かがんで靴紐を結んで立ち上がると、生まれて初めての光景がそこにあった

シュトレンの材料を買い忘れちゃった。駆け足で玄関から飛び出し、かがんで靴紐を結んで立ち上がると、生まれて初めての光景がそこにあった。

 

生まれて初めての”それ”は、ちょうど高い建物との間にある雲ひとつない黒い空に、なんの前触れもなく現れたエメラルドグリーン色の光。激しく生きて散っていく。圧縮した生命の一生を示すように、燃え盛りながら斜めに落ちてぼうっと消えていった秒針が2回傾くくらいの出来事。光の中心は明るく、周りに淡い緑色の光が包み込んでいた。

 

かがんで立ち上がった瞬間に都合よく”それ”が現れたので、私はその光に対してなんらかの意味があるような気がして、何事もなかったかのような空を目の前にして今さっきの出来事について考えていた。

 

シュトレン作りに不安要素がいくつもあった。バターは染み込ませるか、塗るかで大きく原価が変わる。原価を下げるために塗るか。でも、お客さまの食卓に届いてからも、その後も、安心安全でなければならない。少し高くなっても日持ちさせるために染み込ませるべきだ。そもそも製品化が初めてであって、工程の流れはイメージできているが実際にできるかどうか。

 

バターを馴染ませるために室内で寝かせる間、製品に問題が起きないように保管するにはどうすればよいか。

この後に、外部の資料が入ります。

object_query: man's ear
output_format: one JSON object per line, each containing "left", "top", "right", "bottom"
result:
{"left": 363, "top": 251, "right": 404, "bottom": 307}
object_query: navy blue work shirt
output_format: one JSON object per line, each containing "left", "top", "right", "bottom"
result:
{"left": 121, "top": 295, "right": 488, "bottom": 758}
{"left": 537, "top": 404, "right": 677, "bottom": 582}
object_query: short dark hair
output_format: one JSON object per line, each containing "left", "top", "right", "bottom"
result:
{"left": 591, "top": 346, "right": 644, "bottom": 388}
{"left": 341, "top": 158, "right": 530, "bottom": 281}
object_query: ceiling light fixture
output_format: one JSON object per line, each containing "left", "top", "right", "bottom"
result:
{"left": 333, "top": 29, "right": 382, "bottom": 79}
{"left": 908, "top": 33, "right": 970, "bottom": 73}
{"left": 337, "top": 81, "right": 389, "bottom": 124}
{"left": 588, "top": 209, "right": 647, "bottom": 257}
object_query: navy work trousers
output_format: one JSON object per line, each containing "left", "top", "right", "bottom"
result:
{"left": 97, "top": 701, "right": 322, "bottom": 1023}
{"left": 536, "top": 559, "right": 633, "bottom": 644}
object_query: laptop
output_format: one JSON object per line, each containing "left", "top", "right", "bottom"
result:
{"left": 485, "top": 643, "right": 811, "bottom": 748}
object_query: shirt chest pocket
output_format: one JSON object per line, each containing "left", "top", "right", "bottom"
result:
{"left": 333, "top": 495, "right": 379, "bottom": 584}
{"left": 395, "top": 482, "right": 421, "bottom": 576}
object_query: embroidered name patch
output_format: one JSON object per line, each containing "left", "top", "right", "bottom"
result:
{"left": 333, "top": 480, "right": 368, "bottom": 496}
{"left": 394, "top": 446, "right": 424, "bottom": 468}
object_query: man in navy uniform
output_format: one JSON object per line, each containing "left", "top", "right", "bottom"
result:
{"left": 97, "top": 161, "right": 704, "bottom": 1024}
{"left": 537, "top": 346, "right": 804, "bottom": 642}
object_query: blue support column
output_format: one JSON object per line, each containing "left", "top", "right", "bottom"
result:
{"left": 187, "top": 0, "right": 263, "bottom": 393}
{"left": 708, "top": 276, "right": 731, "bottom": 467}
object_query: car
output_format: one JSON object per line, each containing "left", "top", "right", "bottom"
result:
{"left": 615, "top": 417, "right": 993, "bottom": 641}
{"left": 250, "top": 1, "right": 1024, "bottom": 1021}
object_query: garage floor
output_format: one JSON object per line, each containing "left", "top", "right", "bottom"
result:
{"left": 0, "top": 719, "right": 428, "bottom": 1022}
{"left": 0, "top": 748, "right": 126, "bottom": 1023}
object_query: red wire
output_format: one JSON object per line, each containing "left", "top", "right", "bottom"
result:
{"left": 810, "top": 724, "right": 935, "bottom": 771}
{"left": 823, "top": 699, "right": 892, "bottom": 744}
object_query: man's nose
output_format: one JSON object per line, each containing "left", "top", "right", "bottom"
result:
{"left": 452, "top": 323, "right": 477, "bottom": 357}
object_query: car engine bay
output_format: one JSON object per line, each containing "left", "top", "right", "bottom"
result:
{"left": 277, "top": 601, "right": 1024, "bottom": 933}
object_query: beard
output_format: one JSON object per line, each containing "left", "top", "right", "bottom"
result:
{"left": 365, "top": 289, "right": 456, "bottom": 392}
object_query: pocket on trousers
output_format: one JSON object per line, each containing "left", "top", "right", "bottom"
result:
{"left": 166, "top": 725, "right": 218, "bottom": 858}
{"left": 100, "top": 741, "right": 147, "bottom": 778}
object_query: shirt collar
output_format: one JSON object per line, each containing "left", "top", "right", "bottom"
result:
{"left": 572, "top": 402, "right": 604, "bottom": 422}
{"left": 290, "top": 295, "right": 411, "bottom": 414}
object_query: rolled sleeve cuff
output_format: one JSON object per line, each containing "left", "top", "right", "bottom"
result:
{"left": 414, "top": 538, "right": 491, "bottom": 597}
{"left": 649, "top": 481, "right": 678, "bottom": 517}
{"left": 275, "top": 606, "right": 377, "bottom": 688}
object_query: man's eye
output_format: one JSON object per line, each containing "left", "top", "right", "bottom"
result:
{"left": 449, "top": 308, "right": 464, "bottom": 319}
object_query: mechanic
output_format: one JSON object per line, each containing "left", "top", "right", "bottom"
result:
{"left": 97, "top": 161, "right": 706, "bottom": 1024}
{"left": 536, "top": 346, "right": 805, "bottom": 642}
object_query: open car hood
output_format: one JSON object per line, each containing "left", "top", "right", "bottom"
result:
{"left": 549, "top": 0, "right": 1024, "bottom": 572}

安易にビニール類を使うのは異物混入が起きやすい。粉糖は白い。雪の上で白い野うさぎ1匹を捕まえるようなものだ。梱包後の製品が無事にお客さまの元まで届くか。形は崩れないか。その対策は。

 

”それ”と出会ったことについてしばらく考えたあと、きっといいことが起こる兆しな気がした。「大丈夫だよ、上手くいく」と言われているようでもあったし、私が目線をむけるのを待っていたかのようにも思えた。そう思いたかった。

 

もし玄関を出る時間が少しでも早まったら、遅くなったら。買い物に行くのを明日に延期していたら。靴紐を家の中で結んでいたら。空を見ずに、たとえば何となくその辺を見ていたら。

 

“それ”を見るまでに、私の中でくり返された選択と決断。どの選択も決断もずれてはならなかった。パズルのピース同士みたいに、ピタッと当てはまらなければならなかった。

 

エメラルドグリーンの”それ”が、たまたま目線を向けた先に現れて消えていくまでの光景が、私の中で何度もプレイバックする。昼間の暖かさとは一変して、日が落ちてしばらく経った冷えた空気が身体を包む。冬のはじまりを予感する澄んだ空気が流れていく。吐く息はそろそろ白くなるだろう。そんな気温。

 

それが過ぎ去ったに黒い空から目を離せないでいた。